[OpenAFS-devel] Cache inconsistency in client 1.4.8 and above
Felix Frank
Felix.Frank@Desy.de
Wed, 15 Apr 2009 11:10:56 +0200 (CEST)
Dear all,
i managed to reproduce a cache inconsistency among two amd_rhel50 nodes
running kernel 2.6.18-128.1.6.el5, using the short program
/afs/ifh.de/user/f/ffrank/public/afs/misbehave.c.
The problem arises through changing a mmap'ed file after closing it.
Cache problems are evident with client version 1.4.10 using disk cache.
Related tests suggest that memory cache is afflicted as well, and that the
same holds true for 1.4.8.
For 1.4.7, only memory cache appears to suffer this problem.

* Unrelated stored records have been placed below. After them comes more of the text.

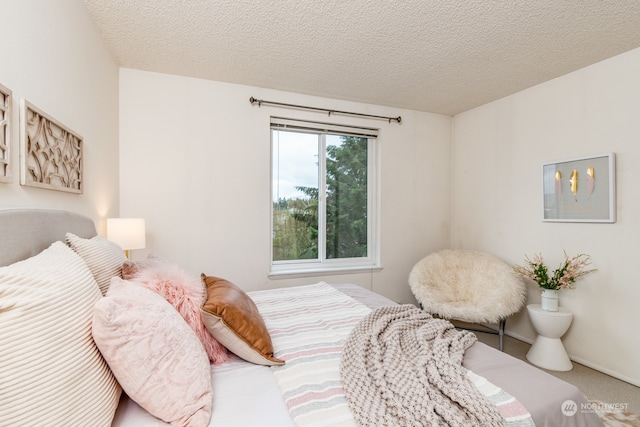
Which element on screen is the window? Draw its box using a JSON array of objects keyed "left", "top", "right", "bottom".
[{"left": 271, "top": 117, "right": 377, "bottom": 274}]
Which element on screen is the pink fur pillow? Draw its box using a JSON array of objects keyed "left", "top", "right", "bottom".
[
  {"left": 122, "top": 256, "right": 229, "bottom": 364},
  {"left": 91, "top": 277, "right": 213, "bottom": 426}
]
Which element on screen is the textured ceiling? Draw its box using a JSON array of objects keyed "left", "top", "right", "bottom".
[{"left": 83, "top": 0, "right": 640, "bottom": 115}]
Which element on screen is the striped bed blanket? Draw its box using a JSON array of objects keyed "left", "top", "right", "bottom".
[{"left": 250, "top": 283, "right": 533, "bottom": 427}]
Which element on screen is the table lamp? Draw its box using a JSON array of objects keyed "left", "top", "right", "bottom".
[{"left": 107, "top": 218, "right": 146, "bottom": 259}]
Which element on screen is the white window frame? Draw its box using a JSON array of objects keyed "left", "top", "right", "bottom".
[{"left": 269, "top": 117, "right": 381, "bottom": 278}]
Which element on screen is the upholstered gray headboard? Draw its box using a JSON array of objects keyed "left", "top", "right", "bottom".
[{"left": 0, "top": 209, "right": 97, "bottom": 266}]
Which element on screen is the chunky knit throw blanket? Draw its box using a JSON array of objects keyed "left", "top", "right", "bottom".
[{"left": 340, "top": 304, "right": 505, "bottom": 427}]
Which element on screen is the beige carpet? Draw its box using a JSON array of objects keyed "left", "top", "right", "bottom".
[
  {"left": 464, "top": 322, "right": 640, "bottom": 427},
  {"left": 589, "top": 400, "right": 640, "bottom": 427}
]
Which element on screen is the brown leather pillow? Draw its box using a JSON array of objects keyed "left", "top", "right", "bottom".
[{"left": 200, "top": 273, "right": 284, "bottom": 366}]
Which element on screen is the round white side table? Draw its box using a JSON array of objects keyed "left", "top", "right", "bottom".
[{"left": 527, "top": 304, "right": 573, "bottom": 371}]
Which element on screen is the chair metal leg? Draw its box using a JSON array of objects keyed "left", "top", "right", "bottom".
[{"left": 498, "top": 319, "right": 507, "bottom": 351}]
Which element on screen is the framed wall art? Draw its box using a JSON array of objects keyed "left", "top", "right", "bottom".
[
  {"left": 542, "top": 153, "right": 616, "bottom": 223},
  {"left": 0, "top": 85, "right": 13, "bottom": 182},
  {"left": 20, "top": 99, "right": 83, "bottom": 194}
]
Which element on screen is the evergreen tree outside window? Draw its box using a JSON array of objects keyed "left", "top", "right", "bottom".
[{"left": 271, "top": 118, "right": 377, "bottom": 272}]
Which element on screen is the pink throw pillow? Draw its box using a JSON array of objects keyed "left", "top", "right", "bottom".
[
  {"left": 122, "top": 256, "right": 230, "bottom": 364},
  {"left": 91, "top": 277, "right": 213, "bottom": 426}
]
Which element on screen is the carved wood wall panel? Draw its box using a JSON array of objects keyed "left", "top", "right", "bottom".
[
  {"left": 0, "top": 85, "right": 13, "bottom": 182},
  {"left": 20, "top": 100, "right": 83, "bottom": 193}
]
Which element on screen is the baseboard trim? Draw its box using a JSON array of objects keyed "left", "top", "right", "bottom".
[{"left": 505, "top": 331, "right": 640, "bottom": 387}]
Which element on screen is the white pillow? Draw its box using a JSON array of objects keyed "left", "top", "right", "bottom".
[
  {"left": 93, "top": 277, "right": 213, "bottom": 426},
  {"left": 65, "top": 233, "right": 127, "bottom": 295},
  {"left": 0, "top": 242, "right": 121, "bottom": 426}
]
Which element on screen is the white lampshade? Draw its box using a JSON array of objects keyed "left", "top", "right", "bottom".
[{"left": 107, "top": 218, "right": 146, "bottom": 251}]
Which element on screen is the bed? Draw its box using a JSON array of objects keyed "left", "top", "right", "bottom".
[{"left": 0, "top": 209, "right": 602, "bottom": 427}]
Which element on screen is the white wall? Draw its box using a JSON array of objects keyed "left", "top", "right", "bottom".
[
  {"left": 452, "top": 49, "right": 640, "bottom": 385},
  {"left": 120, "top": 69, "right": 451, "bottom": 302},
  {"left": 0, "top": 0, "right": 118, "bottom": 231}
]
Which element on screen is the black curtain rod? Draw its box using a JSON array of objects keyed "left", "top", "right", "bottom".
[{"left": 249, "top": 96, "right": 402, "bottom": 123}]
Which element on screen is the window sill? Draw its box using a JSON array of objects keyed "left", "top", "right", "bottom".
[{"left": 267, "top": 266, "right": 382, "bottom": 279}]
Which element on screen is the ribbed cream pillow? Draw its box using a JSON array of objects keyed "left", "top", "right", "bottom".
[
  {"left": 65, "top": 233, "right": 127, "bottom": 295},
  {"left": 0, "top": 242, "right": 121, "bottom": 426}
]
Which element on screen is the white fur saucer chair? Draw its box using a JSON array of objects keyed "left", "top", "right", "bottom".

What's more, this is not merely an inconsistency among different
machines, but restarting the cache manager on the local host will make the
file appear as in an older state as well, despite the data version
(as reported by cmdebug -long) being alright.
Some time after the offending access, the kernel module issues a
WARNING: afs_ufswr vcp=... exOrW=0
I suspect that the problem has been existence on Linux longer (some code
comments hint at tricky Linux behaviour), but has not applied to disk
cache before 1.4.8. I will start digging through the code in that
direction and post something hopefully more definite to openafs-bugs soon.
Are there any further suggestions in the meantime?
Sincerely
Felix